A comunicação social ficou surpreendida pela reacção do juiz presidente da comarca de Alenquer de reduzir o trabalho, houve um jornal que até publicou uma foto do juiz no seu Audi numa insinuação subtil de riqueza e as televisões deram a notícia com ar de escândalo. Fizeram as contas às duas horas a menos que o juiz vai trabalhar e concluíram que significavam 46 dias de trabalho por ano. Até o Conselho Superior de Magistratura ficou preocupado e determinou a recolha de elementos sobre o caso e a audição do juiz Afonso Dinis Nunes para uma eventual acção disciplinar.
Só se todos se esqueceram de um pequeno mas muito grande pormenor, o magistrado decidiu reduzir “o seu horário de trabalho (extraordinário e não remunerado) em cerca de duas horas diárias”. Isto é, o juiz fez uso do seu direito de trabalhar menos duas horas à borla, os que fizeram as contas aos dias que trabalhará menos esqueceram de fazer as contas a quanto é que o juiz já deu ao país em horas de trabalho gratuitas.
A verdade é que há muitos funcionários a trabalhar horas extraordinárias não remuneradas, veja-se o caso de muitos funcionários que nos últimos tempos trabalharam noites no ministério das Finanças na elaboração do OE.

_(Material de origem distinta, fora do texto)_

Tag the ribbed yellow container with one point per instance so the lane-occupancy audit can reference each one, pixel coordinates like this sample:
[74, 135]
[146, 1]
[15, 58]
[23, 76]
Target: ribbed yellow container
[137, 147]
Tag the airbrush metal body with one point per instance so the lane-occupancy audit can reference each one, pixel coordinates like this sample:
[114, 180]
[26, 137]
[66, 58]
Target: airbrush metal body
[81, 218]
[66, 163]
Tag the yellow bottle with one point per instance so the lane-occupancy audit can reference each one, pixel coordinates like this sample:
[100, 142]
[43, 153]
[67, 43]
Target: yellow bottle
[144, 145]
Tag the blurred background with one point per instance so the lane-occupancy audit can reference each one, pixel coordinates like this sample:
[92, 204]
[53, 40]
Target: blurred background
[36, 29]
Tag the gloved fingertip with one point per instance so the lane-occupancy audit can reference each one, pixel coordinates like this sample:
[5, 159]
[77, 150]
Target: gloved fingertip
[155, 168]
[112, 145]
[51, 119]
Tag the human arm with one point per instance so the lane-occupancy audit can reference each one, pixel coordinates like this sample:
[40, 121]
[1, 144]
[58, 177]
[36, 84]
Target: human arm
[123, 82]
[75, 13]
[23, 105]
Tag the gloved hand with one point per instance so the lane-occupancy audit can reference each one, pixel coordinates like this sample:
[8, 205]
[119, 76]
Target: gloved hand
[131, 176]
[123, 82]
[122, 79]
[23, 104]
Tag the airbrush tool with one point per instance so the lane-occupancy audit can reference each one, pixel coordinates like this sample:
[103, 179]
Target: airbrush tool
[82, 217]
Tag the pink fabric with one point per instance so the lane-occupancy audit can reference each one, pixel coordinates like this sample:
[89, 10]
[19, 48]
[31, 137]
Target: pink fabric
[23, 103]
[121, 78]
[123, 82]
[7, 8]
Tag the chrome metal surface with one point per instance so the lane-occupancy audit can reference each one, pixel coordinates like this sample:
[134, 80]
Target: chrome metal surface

Pessoalmente não me posso queixar, quando Manuela Ferreira Leite começou com os ataques aos funcionários que acabaram por culminar no corte de vencimentos agora decididos decidi nunca mais trazer trabalho para casa e assim fiz, deixei de trabalhar mais do que me podia ser exigido. Aliás, esta não devia ser a excepção mas sim a regra, como sucede no sector privado. Só que enquanto o Estado faz inspecções, por exemplo, nos banco para verificar se há situações de abuso no Estado impera a lei da selva. Já recebi vários emails de leitores deste blogue denunciando chefias que usam as avaliações de serviço como instrumento de chantagem para forçar os funcionários a trabalhar para além do horário estabelecido.
Infelizmente, na aproximação das normas do sector público às do sector privado o governo só tem feito tal aproximação naquilo que é negativo para os funcionários, em tudo o resto não eziste qualquer aproximação.
Não entendo o porquê de tanta estranheza em relação ao juiz de Alenquer, o magistrado só fez aquilo que muitos funcionários públicos deste Portugal democrático gostariam de fazer e não fazem por temor de represálias. Por aquilo que vi o direito à remuneração do trabalho ainda é questionável e motivo de risota.
Esperemos que um dia destes as associações patronais que ainda há poucos dias sugeriram um corte nos salários à semelhança dos cortes dos vencimentos no Estado não se decidam a imitar o ministro das Finanças, este equipara o Estado ao privado naquilo que este tem de pior, e por sua vez este imita o Estado naquilo que lhe convém. É o progresso portuguesa, a igualdade faz-se por baixo.